Re: alioth is down (again)



On Sun, Jan 29, 2012 at 2:15 PM, Stephen Gran <sgran@debian.org> wrote:
> Hello,
>
> Unfortunately, one of the pair of machines providing the alioth service
> (vasks.debian.org) won't power on.  We are working on it, and apologize
> for any inconvenience caused.
>
> Cheers,


Hello,

  First, thanks from a plain user, to all people working to provide
infrastructure to Debian project.

  Second, a suggestion or some brain dump about ideas on howto improve
the issues communication:

  I imagine the scenario, where some DD is trying to work from any
place in the world.

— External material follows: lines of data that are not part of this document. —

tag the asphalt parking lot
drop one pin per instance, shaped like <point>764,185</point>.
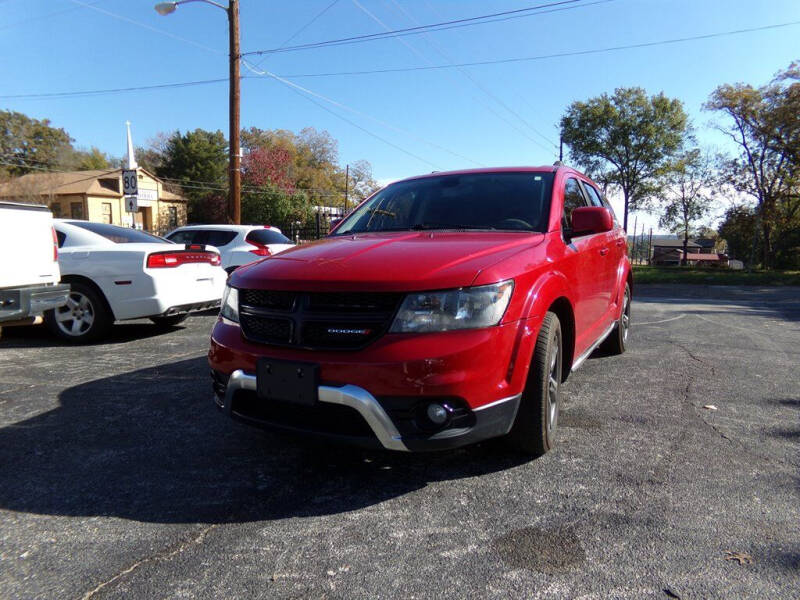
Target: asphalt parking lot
<point>119,478</point>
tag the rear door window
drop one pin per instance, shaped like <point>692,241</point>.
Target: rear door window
<point>266,237</point>
<point>207,237</point>
<point>573,198</point>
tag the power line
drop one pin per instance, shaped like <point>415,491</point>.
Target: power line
<point>141,88</point>
<point>465,22</point>
<point>302,29</point>
<point>420,68</point>
<point>437,47</point>
<point>309,93</point>
<point>547,56</point>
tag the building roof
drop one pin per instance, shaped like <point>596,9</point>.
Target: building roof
<point>105,182</point>
<point>674,244</point>
<point>705,257</point>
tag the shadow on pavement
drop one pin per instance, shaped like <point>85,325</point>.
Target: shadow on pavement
<point>39,336</point>
<point>150,446</point>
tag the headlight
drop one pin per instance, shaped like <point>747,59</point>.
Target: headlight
<point>467,308</point>
<point>229,308</point>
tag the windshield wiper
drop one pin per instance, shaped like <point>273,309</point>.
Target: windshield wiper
<point>424,226</point>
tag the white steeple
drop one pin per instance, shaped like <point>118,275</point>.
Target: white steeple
<point>130,162</point>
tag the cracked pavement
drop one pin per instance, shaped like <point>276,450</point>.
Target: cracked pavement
<point>119,479</point>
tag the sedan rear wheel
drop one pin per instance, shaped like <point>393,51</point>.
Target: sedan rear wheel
<point>84,318</point>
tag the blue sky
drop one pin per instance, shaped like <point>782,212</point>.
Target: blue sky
<point>502,114</point>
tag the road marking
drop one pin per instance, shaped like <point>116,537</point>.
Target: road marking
<point>661,321</point>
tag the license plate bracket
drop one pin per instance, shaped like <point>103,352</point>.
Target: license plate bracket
<point>287,381</point>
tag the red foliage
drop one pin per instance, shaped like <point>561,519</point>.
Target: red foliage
<point>269,166</point>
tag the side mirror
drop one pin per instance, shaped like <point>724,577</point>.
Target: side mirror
<point>591,219</point>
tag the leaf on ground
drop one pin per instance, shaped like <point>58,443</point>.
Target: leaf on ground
<point>743,558</point>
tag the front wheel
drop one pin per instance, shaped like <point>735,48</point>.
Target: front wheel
<point>83,319</point>
<point>534,428</point>
<point>617,340</point>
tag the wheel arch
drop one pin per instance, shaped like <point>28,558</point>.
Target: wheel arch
<point>562,308</point>
<point>74,278</point>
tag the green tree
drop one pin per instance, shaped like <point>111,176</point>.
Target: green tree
<point>198,162</point>
<point>88,160</point>
<point>765,124</point>
<point>738,228</point>
<point>28,144</point>
<point>625,140</point>
<point>687,192</point>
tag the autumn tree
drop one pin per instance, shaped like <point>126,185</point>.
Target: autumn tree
<point>764,124</point>
<point>625,140</point>
<point>28,144</point>
<point>687,188</point>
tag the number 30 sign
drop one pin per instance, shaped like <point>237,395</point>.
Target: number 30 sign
<point>130,183</point>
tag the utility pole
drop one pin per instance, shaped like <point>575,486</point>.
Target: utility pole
<point>235,200</point>
<point>234,149</point>
<point>346,187</point>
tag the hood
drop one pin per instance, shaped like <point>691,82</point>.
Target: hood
<point>388,261</point>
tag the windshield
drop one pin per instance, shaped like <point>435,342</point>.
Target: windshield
<point>482,201</point>
<point>119,235</point>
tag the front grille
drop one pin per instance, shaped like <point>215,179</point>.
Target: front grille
<point>316,320</point>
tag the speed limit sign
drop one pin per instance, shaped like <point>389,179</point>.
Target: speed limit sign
<point>130,182</point>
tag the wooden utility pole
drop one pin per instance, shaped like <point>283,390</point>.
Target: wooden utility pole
<point>346,187</point>
<point>234,158</point>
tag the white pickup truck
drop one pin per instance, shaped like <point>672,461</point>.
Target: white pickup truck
<point>29,274</point>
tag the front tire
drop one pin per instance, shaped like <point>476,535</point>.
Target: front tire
<point>83,319</point>
<point>535,425</point>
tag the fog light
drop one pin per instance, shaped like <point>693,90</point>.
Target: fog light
<point>437,414</point>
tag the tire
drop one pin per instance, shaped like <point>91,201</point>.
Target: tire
<point>85,318</point>
<point>533,432</point>
<point>167,322</point>
<point>616,341</point>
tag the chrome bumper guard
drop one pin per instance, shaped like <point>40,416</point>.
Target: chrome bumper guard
<point>347,395</point>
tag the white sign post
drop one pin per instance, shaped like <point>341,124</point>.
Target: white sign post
<point>130,182</point>
<point>130,189</point>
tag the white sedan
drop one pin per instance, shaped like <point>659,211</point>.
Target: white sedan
<point>237,244</point>
<point>117,273</point>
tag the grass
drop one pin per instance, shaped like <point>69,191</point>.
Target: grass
<point>701,276</point>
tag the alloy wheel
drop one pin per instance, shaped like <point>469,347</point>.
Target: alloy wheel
<point>77,316</point>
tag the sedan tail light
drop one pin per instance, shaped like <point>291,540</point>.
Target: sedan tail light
<point>161,260</point>
<point>260,249</point>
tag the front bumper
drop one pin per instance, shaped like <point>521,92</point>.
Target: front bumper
<point>21,303</point>
<point>238,398</point>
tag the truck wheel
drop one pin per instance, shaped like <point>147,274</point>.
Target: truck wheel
<point>83,319</point>
<point>534,428</point>
<point>618,338</point>
<point>167,322</point>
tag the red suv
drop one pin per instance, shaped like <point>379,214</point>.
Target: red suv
<point>446,309</point>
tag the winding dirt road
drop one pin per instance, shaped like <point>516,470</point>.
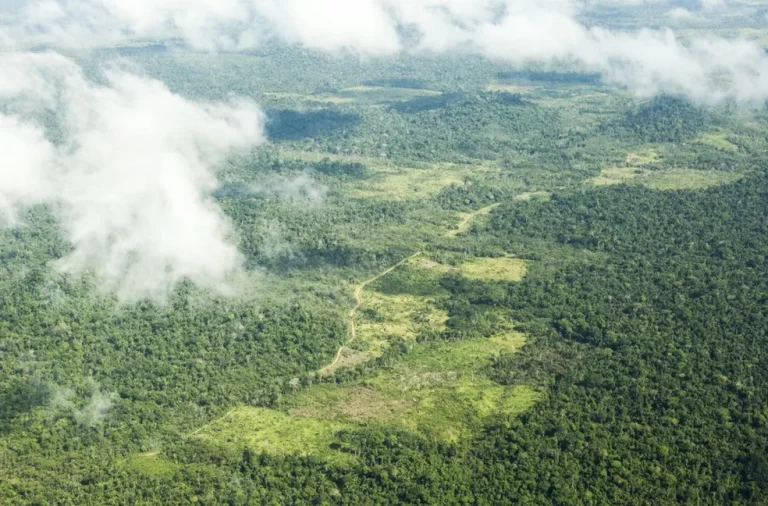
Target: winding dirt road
<point>352,329</point>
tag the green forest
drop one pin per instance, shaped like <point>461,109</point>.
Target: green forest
<point>468,283</point>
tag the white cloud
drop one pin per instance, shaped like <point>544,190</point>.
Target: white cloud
<point>518,31</point>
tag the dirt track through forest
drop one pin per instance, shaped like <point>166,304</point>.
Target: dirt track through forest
<point>352,329</point>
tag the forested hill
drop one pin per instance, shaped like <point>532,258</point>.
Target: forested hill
<point>647,322</point>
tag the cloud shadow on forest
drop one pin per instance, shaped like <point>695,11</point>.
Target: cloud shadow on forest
<point>292,125</point>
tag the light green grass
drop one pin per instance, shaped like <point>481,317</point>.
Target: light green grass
<point>437,390</point>
<point>717,140</point>
<point>152,464</point>
<point>685,179</point>
<point>277,433</point>
<point>616,175</point>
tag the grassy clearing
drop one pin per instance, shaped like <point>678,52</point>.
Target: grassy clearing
<point>151,464</point>
<point>506,87</point>
<point>409,184</point>
<point>466,219</point>
<point>644,157</point>
<point>539,195</point>
<point>495,269</point>
<point>686,179</point>
<point>674,179</point>
<point>436,390</point>
<point>484,269</point>
<point>321,99</point>
<point>717,140</point>
<point>616,175</point>
<point>277,433</point>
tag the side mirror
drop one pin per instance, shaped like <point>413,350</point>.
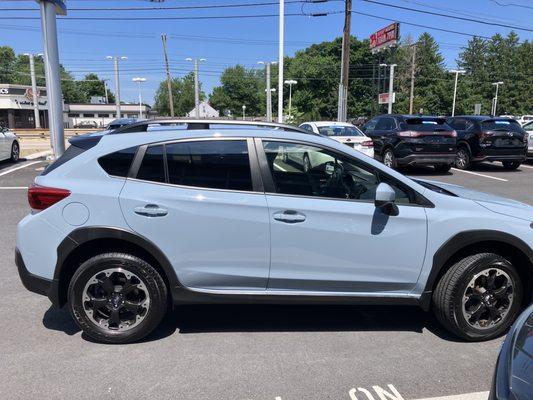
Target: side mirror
<point>385,197</point>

Nowadays, there are many points to check if a
service is not working... is it my last upgrade? is it my last config
change? is it my ISP? is it some intermediate ISP? is it the service
that is really down? of course, this kind of email notifications are
just fine to notify a known issue.

   So I ask myself... the reason to do not run "any" public monitoring
system, is much increase in the workload of the sysadmins ?  There are
different approaches to do it...

   approach one)  Run a public nagios, monit, whatever, configured
with templates to notify to this list on defined events (i.e. more
than 10 minutes down? the service, the DNS, the whole machine, the
whole network? is service recovered again?

   approach two)  Search across available opensource monitoring
systems, some than can run some "status.debian.org", so instead of
emails, users having an issue can lookup such dashboard, and see
present and past status or issues.

    approach three)  Write a fast and furious bash/perl/python script
(can be cool to just use priority >= standard or as few depends as
possible), that takes a debian.org/infrastructure.yaml file (or .json
or .txt or xml or ...) that defines Debian machines and services...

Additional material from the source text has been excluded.